Numerical simulation of shear wave attenuation in borehole inserted by a horizontal fracture

The amplitude of shear waves is attenuated when passing through horizontal fractures crossing a borehole. In this study, we investigate the amplitude attenuation of shear waves throughout simulation of full-wave acoustic logging with the finite-difference method. As the fracture aperture is very small, it needs to be represented in a very fine gird when carrying out finite-difference simulation. Therefore, the variable-grids finite-difference method is adopted to avoid over-sampling in the non-fracture regions, yielding substantial savings in computational cost. We demonstrate the accuracy of waveform modeling with the variable-grid finite-difference by benchmarking against that obtained with the real-axis integrating method.
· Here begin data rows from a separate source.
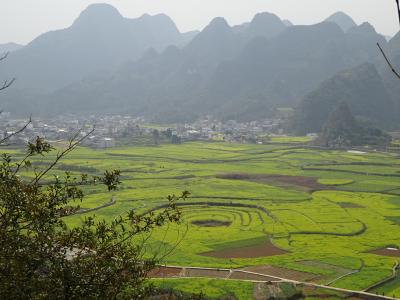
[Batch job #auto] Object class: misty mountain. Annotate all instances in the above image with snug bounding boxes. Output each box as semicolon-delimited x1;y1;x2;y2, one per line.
232;12;287;39
324;12;357;32
0;5;396;127
346;22;387;61
291;63;397;135
388;31;400;56
0;43;23;53
0;3;196;92
377;32;400;113
183;17;240;68
283;20;293;27
201;21;387;116
19;12;291;120
39;16;246;121
42;19;388;122
244;12;287;39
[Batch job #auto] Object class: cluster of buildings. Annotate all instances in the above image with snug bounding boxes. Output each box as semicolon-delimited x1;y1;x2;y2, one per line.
174;118;282;143
0;113;83;145
0;113;284;148
0;114;146;148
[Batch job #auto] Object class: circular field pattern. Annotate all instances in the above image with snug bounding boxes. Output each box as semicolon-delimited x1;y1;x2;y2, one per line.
148;201;273;228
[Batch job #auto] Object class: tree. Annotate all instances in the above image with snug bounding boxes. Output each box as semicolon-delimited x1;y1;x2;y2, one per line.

We investigated the effects of several important parameters including fracture aperture, distance from receiver to fracture, borehole radius and extended distance utilizing that benchmarked variable-grid finite difference code. We determined a good linear relationship between the attenuation coefficient of shear wave amplitude and the fracture aperture. Then, the effects of distance from receiver to fracture, the borehole radius and the extended distance of fracture on shear wave attenuation are also studied. The attenuation coefficient of shear wave becomes smaller with the increasing borehole radius. While, it increases as the distance from receiver to fracture and the extended distance of fracture increase. These effect characteristics are conducive to the use of shear wave to evaluate fractures.